Latest working kernel version: 2.6.24-rc5.mm1 has been confirmed to work fine
Earliest failing kernel version: N/A unfortunately. I don't reboot often enough to notice it
Distribution: Fedora Devel
Hardware Environment: CK804 + AMD X2
Software Environment: early udev boot
See attached picture. As the kernel scrolls very fast at this point it took me weeks to get a correct screen capture
Steps to reproduce:
Boot. Will almost always result in hang. shift+page-up repeatedly at boot time reduces hang probability
See also https://bugzilla.redhat.com/show_bug.cgi?id=441765
Created attachment 15814 [details]
oops screen capture
Created attachment 15815 [details]
dmesg on the same kernel after a non-oopsing boot
Created attachment 15816 [details]
so - if this happens with fedora kernel, which is a distro specific kernel which may contain several patches - does the same happen with vanilla kernel?
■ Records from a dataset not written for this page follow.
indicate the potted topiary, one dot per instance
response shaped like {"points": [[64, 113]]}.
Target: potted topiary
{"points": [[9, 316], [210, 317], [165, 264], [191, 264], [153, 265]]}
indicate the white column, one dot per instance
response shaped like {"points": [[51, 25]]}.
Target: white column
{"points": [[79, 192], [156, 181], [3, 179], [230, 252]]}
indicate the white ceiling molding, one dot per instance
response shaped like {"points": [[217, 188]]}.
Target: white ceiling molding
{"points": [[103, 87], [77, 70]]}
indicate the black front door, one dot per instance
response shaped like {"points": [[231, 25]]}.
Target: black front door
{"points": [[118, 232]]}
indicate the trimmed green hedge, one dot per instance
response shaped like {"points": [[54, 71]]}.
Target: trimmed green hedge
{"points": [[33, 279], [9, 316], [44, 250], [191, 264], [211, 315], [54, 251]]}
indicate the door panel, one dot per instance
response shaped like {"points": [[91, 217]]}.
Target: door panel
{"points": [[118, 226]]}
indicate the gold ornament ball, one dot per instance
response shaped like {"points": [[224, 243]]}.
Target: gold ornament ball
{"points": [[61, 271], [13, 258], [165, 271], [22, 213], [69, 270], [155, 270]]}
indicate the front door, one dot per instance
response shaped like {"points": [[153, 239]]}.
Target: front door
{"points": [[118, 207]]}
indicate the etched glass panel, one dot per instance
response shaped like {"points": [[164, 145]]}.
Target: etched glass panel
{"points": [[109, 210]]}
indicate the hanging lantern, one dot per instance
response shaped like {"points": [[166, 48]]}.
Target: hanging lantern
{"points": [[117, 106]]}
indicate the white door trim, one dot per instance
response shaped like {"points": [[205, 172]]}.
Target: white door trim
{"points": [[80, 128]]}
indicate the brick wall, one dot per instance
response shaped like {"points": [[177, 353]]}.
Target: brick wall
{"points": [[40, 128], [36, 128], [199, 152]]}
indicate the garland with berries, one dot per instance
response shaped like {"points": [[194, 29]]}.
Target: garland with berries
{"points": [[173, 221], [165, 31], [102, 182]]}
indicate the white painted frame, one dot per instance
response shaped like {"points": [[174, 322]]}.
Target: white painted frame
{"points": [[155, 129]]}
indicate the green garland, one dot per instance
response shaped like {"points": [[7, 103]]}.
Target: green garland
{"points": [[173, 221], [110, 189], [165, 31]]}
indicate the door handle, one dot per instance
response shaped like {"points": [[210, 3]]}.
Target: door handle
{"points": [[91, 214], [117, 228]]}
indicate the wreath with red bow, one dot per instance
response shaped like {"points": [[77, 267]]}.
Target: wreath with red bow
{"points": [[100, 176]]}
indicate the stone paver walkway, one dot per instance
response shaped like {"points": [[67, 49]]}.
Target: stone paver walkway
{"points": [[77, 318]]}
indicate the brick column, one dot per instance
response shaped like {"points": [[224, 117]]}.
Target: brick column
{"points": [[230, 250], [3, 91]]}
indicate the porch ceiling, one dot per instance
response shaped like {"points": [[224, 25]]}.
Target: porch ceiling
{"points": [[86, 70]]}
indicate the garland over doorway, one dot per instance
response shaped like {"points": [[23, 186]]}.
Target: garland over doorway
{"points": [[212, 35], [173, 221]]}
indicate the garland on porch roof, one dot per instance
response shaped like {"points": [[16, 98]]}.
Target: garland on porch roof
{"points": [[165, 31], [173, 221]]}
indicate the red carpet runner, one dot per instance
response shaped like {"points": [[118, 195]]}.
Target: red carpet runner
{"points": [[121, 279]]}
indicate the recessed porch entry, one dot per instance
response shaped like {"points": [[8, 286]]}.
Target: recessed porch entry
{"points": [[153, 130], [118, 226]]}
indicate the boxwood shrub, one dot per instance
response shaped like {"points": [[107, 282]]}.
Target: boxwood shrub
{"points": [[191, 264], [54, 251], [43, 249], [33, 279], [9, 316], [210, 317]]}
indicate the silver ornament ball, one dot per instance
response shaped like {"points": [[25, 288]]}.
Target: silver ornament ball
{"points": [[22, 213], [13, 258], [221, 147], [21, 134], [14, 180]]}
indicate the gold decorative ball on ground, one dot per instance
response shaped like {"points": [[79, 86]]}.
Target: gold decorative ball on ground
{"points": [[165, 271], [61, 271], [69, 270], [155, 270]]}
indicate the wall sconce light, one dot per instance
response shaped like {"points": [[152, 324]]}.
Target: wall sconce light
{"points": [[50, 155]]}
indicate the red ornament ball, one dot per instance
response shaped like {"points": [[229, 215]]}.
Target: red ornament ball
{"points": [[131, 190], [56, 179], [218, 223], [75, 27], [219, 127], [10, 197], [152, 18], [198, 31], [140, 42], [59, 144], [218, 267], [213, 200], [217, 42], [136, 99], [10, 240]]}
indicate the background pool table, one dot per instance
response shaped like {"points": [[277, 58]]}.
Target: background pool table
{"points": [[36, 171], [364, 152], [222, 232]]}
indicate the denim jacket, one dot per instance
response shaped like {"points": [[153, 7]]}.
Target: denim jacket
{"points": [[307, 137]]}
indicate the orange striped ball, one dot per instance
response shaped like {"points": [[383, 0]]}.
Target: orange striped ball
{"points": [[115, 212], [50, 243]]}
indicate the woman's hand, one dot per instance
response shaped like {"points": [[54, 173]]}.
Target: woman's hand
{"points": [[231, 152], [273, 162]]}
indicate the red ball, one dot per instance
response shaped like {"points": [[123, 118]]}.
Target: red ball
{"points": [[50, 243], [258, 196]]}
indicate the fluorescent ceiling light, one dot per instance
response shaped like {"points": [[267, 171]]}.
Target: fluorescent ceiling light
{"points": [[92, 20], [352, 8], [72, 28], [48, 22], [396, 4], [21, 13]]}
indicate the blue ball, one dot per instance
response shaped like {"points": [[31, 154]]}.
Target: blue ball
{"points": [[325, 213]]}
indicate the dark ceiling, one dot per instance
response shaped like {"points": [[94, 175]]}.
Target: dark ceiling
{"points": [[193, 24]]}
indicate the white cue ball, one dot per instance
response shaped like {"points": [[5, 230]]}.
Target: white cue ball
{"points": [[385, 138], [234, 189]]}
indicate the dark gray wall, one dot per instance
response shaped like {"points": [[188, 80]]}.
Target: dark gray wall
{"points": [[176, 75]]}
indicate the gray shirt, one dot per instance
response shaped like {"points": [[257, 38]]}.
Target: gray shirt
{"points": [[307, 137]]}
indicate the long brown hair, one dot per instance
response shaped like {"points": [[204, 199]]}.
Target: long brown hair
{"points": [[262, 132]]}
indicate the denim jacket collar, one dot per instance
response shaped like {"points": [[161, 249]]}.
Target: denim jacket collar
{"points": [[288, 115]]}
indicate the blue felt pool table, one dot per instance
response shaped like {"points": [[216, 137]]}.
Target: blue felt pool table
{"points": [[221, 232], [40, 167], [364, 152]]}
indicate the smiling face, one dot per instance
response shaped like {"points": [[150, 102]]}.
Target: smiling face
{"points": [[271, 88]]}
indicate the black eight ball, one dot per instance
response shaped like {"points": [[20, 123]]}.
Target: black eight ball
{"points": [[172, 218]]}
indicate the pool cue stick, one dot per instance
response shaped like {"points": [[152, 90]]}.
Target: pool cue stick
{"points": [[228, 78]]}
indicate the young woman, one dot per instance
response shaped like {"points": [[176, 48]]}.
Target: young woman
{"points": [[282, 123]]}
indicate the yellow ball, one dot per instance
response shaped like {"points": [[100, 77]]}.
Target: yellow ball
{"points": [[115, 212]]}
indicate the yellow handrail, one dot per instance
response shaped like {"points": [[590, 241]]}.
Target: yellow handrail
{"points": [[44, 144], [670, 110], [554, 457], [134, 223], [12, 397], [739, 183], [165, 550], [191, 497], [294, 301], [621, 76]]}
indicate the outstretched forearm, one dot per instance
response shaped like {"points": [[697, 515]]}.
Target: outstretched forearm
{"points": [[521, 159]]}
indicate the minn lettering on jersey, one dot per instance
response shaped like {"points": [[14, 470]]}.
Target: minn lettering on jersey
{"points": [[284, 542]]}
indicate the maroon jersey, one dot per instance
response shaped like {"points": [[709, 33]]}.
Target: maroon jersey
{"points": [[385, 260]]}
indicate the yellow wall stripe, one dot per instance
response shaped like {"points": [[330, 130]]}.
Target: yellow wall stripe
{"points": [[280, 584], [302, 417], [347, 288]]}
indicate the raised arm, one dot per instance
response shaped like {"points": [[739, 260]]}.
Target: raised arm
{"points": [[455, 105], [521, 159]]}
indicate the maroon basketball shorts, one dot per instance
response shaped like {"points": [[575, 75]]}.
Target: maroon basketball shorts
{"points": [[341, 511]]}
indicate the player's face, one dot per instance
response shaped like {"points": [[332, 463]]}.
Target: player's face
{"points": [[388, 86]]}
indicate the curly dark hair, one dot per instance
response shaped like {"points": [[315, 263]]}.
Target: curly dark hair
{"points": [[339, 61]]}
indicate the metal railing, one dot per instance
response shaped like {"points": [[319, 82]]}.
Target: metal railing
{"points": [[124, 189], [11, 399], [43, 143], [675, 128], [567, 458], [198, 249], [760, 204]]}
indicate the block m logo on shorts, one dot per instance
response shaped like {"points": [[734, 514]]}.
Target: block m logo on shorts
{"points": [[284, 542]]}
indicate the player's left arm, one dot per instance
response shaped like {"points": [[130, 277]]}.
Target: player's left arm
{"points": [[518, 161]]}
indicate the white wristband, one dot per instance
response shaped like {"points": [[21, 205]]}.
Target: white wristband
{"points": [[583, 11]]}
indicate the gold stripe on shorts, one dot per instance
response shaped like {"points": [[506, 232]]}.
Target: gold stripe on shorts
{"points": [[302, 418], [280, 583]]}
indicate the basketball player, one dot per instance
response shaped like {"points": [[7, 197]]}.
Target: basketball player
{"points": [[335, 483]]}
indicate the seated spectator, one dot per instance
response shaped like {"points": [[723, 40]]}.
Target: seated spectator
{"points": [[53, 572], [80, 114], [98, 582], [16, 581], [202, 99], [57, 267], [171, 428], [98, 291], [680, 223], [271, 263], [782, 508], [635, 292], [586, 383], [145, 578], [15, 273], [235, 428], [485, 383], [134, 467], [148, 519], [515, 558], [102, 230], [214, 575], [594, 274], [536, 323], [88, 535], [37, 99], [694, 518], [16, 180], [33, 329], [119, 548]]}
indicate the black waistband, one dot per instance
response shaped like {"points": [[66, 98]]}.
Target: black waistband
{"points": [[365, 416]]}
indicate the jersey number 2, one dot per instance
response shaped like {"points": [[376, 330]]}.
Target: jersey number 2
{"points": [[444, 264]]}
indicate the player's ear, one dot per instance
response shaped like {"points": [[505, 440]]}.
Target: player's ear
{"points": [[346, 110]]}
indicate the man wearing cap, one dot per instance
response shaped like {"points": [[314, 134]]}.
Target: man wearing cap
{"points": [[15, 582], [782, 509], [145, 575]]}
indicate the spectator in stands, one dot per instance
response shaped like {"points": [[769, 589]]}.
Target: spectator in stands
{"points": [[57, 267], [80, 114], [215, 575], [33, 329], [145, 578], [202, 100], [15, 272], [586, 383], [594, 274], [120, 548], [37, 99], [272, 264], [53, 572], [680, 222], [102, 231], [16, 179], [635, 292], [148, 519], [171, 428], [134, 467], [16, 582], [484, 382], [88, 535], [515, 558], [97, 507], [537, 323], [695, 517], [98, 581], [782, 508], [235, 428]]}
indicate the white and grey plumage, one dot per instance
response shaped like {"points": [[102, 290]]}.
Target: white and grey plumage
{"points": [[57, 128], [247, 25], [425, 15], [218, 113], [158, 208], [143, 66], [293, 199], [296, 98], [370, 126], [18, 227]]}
can you try, if 2.6.25 vanilla makes a difference?
I probably won't have access to this particular system before the end of the week, sorry. Already spent an awful lot of time just to get a good Oops capture
thank you for your time.
nevertheless, additional input would be very appreciated.
not sure if you can get a "vanilla kernel rpm" for fedora, so you could save compile effort/time - for suse there is such.
does this happen with 32 or 64 bit ?
Created attachment 15841 [details]
source code and disassembly of failing function
mddev is used once after being stored here:
2087 mddev_t *mddev = rdev->mddev;
Later on rdev->mddev is used but it is no longer equal to mddev -- something has changed it. We then try to unlock using a bad address.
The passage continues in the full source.